In [None]:
import numpy as np
from PIL import Image
from sklearn.decomposition import PCA, KernelPCA
import sklearn
import matplotlib.pyplot as plt

# Introduction

In this notebook we are going to learn about denoisifying images using PCA. We begin with a simple example of noisy linear observations. We then introduce the fashion MNIST data-set, where we will take some images and artificially add noise. You must then submit a set of exercises related to denoisifying the images using PCA and Kernel PCA.

To try and understand how PCA can help us denoisify, consider the following plot:

In [None]:
# original data
x = np.linspace(0, 1, 101)
y = 2 * x

# add noise to data
y_noisy = y + np.random.normal(0, 0.2, size = x.shape)

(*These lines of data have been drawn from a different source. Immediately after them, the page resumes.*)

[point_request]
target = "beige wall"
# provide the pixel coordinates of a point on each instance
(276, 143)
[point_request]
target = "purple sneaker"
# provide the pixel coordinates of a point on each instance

fig, ax = plt.subplots(nrows = 1, ncols = 1)
fig.set_figheight(5)
fig.set_figwidth(10)

ax.scatter(x, y, color = 'r', label = 'original data')
ax.scatter(x, y_noisy, label = 'noisy data')
ax.set_xlabel('x')
ax.set_ylabel('y')
ax.legend()

The plot above shows simple linear data, corrupted by a small amount of Gaussian noise. Can you see why a 1-dimensional representation of the data can help in getting rid of the noise? If we project every noisy data point to the line $y = 2x$, we recover out original data exactly! This is the idea behind PCA denoisifying. This is a simple example, so we are going to explore a more interesting one:

# Denoisify Fashion-MNIST

We will now try to denoisify data from the fashion MNIST data-set. This is an analogous data set to the MNIST hand written digits set, however it is made up of pictures of different types of clothing. It consists of 10 different labels: t-shirt (0), trouser (1), pullover (2), dress (3), coat (4), sandal (5), shirt (6), sneaker (7), bag (8), ankle boot (9). The code below downloads 5022 images from the data-set and splits into a training and testing data-set. We will then visualize the test set. 

In [None]:
X = np.genfromtxt('fashion-mnist_train.csv', delimiter=',')

Y = X[1:, 0]
X_train = X[21:, 1:]
X_test = X[1:21, 1:]

In [None]:
def plot_images(X, title):
    # we use this function to plot the training images
    fig, axs = plt.subplots(nrows=5, ncols=4, figsize=(8, 8))
    for img, ax in zip(X, axs.ravel()):
        ax.imshow(img.reshape((28, 28)), cmap="Greys")
        ax.axis("off")
    fig.suptitle(title, fontsize=12)

plot_images(X_test, 'Fashion-MNIST')

We will artificially add noise to the images and display them:

In [None]:
X_noisy = X_test + np.random.normal(loc = 0, scale = 40, size = X_test.shape)

plot_images(X_noisy, 'Noisy Images')

To denoisify, we will use the training set to *learn* a low-dimensional space that represents our data, which can be used to remove noise from *similar* images. We can see an example here: https://scikit-learn.org/stable/auto_examples/applications/plot_digits_denoising.html where we use a data-set of uncorrupted digits to remove the noise from corrupted digits.

Note that we treat each image as a flat vector with 784 features. Ideally we want to take bigger advantages of known structure in the images, for example, when flattening the image, we lose a lot of spatial structure (a pixel is closely related to all those around it)!. As an example, the following paper: https://www.researchgate.net/publication/267228169_PCA_based_image_denoising adds filters to the processes to achieve much better results. 

Other examples of exploiting image structure will be introduced in Module 21 (Convolutional Neural Networks).

# Exercises

The following code will train a PCA model on the training set. It then uses the learned principal components to project the noisy data into a lower dimensional representation, and reconstructs them. We hope this will denoisify the image. However, as you see, it will no be very good. The noise will be gone but the images will not resemble the original. Try increasing the number of principal components to fix this! Play around with it until you get a good denoisification. Answer the following questions:

1. What is the behavior of the reconstructed images as you include more components?

2. What is the best number of components for denoisifying this particular test set?

In [None]:
# fit a PCA model
number_of_principal_components = 10
pca = PCA(n_components = number_of_principal_components)
pca.fit(X_train)

# transform the noisy data into a lower dimensional representation and then back to a high dimensional one
X_reconstructed_pca = pca.inverse_transform(pca.transform(X_noisy))

# plot the denoisified images
plot_images(X_reconstructed_pca, 'Reconstructed using PCA')

3. Repeat the exercise above but using Kernel PCA instead. Are you able to achieve better results?

In [None]:
# code here

4. Finally, we note that the shoes are not always reconstructed well. Assuming you had labelled images, can you think of a way of improving the denoisification process?